# Kayak and fly rods.



## J_Lannon (Jul 23, 2003)

For those of you that fly fish from your kayak, what are you favorate lenght/weight rods to use?

I'm thinking of gearing up for the "speck" run.

I used to toss flies years ago and I'm thinking about starting up again.

I'm thinking also about a nice big floppy hat to prevent acidental ear piercings.........although my son would think I'm finally "hip".  


Thx.....................John


----------



## erfisher (Feb 9, 2004)

First off, I really only use my flyrod for fishing the light line at HRBT and CBBT. You can tear em up that way, and it is FUN.

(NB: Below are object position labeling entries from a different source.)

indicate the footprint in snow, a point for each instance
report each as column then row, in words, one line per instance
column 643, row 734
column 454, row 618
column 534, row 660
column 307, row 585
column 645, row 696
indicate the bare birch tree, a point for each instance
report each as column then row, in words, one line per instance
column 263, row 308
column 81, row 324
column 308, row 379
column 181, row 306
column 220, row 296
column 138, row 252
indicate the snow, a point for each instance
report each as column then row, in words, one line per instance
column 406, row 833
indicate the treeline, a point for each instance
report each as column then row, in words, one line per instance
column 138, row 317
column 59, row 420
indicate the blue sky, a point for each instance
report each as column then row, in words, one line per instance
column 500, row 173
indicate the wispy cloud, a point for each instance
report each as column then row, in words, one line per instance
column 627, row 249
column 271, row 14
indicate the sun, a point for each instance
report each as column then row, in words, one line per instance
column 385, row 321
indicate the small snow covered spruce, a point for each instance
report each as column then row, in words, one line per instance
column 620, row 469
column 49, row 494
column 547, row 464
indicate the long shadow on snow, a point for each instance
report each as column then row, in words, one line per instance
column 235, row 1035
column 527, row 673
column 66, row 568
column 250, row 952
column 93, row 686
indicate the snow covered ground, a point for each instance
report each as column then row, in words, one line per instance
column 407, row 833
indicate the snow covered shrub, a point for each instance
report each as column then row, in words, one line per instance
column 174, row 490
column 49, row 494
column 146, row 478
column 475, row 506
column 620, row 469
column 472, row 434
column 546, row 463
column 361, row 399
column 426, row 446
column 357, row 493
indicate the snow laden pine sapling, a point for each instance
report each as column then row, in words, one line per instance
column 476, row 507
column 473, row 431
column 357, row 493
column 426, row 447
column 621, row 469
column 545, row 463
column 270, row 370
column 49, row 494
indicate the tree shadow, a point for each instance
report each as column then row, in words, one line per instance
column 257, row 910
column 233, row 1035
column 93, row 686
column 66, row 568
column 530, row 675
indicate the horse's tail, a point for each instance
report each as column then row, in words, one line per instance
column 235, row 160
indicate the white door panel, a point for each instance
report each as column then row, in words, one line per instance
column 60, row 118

I got a 9' 8wt in March and like it alot. If I were going to do it again I would get an 8' 6wt. because none of the fish I catch in the light line are ever over 28", and most are 16"-22". The 8wt. would handle a BIG striper,and bigger flies than I use most of the time. Go over to Bass Pro Shop and get one of the combo outfits for $70-$100. It comes with floating line which you will probably want to replace with some level of sinking line. I got a floating line with a 10' sink tip that works well. Also, consider tying your own flies from the get-go. I did and they catch plenty of fish and are alot cheaper than buying them. You also get a level of satisfaction from catching a fish on a fly you made yourself.

Good luck!


----------



## Chad (Apr 26, 2004)

9' 8WT. When the water is real cold you can use a lighter rod and the fish will be okay, but if you use a real light rod when the water is warm then you'll probably kill the fish when you release it. If you plan to fish anywhere other than the light line you'll actually need to cast and an 8wt will punch through the wind a little better especially with larger or heavier flies. I think an 8wt is the best all around rod for this area and most appliications. It'll be too much rod for some things and not enough for others but it it's a good compromise.
Chad


----------



## J_Lannon (Jul 23, 2003)

*Thx*

Thanks for the response guys. I'll start digging out my old Ryobi fly reels and match them up to what you guys said.

I still have alot of flies that I have tied back in the 70's, i'm thinking alot of my old streamers would work in SW as well. I guess i'll match them up against some of the popular SW flies used around here to start with.


----------